With increasing breeding female mature weight, cull ewe revenue increases, while ewe maintenance costs and replacement costs increase. Breeding females heavier than 75kg require higher quality and higher cost feed, which accounts for maintenance and replacement costs increasing at a faster rate above 75kg. Total progeny feed costs increase over the range of ewe mature weights; this is because per animal feed savings (weight constant slaughter) are slightly less than the increase in total feed demand resulting from increases in the number of lambs available for slaughter, as ewe mature weight increases. Progeny revenue increases significantly from 45kg to 55kg mature weight. This increase is associated with increased ovulation rates and increased number of lambs born, and thus increased lambs slaughtered per 100 ewes.
The model indicates that the optimum breeding female mature weight for a typical sheep production system is 55kg , although there is very little difference in margin over feed for breeding female mature weights of 55kg to 65kg. The optimum breeding female mature weight for a 100-breeding female flock is associated with a total margin over feed of £8,060.

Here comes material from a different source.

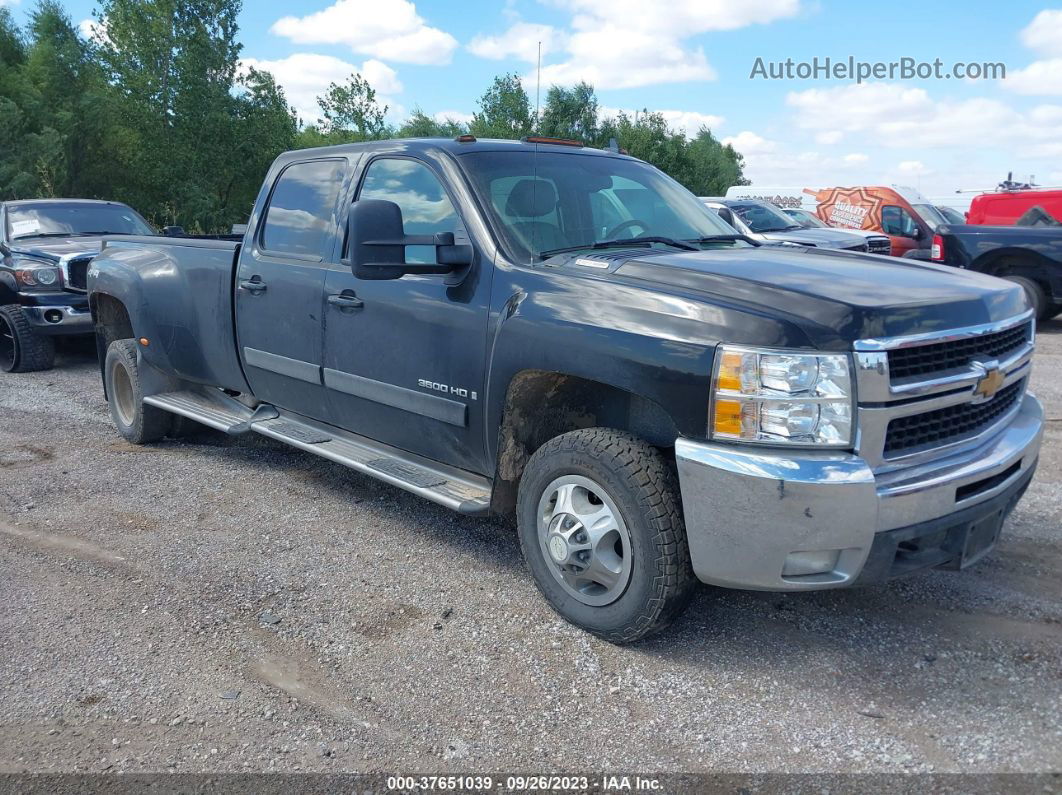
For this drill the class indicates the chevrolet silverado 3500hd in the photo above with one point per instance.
(566, 334)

The “flatness” of this optimum breeding female mature weight line is the result of several elements. Firstly, there is very little difference in progeny carcase value across the range of ages, when slaughter is at a constant carcase weight; approximately £1/ carcase. When combined with a lower (compared to beef) phenotypic correlation between breeding female mature weight and progeny carcase weight, little value is gained by increasing ewe mature weight in terms of progeny carcase value. Secondly, the reproductive rate effect manifests primarily over the range of 45kg to 55kg. Thus, little value comes from increases in fertility associated with breeding female mature weight above 55kg. Cost and revenue more-or-less increase in proportion as breeding female mature weight increases and, as such, the optimum could be said to sit between 55kg and 65kg.
For phenotypic correlations from 0.90 to 0.10 there is some sensitivity for the optimum breeding female mature weight, which decreases from 57kg at 0.90, to 55kg at 0.20, and then to 51kg at 0.10. The optimum breeding female mature weight is sensitive to the phenotypic correlation between breeding female mature weight and progeny carcase weight, albeit in a narrow range when considering realistic phenotypic correlations.
For grass-based systems, the optimum remains at 55kg with increases and decreases in feed price. For mixed diets systems, the optimum is 51kg under normal pricing, but increases to 55kg when prices are 20% lower, and decreases to 50kg when prices are 20% higher. In a situation where feed is limiting (i.e. feed costs are higher, because they have to be purchased in), e.g. hill farming, the optimum appears to be closer to 50kg.
The optimum breeding female mature weight was sensitive to changes in feed costs. Similar to beef, the rate of change in overall ewe feed cost with the introduction of a mixed diet is only slightly greater than the rate of change in a grass-based diet, as mature weight increases. However, the additional increase in overall ewe feed cost is greater than the additional revenue from the heavier progeny carcase, and for this reason the optimum does change i.e. this “flatness” (driven by little variation in revenue from progeny carcases) means that the optimum is sensitive to feed costs, when average feed costs are high.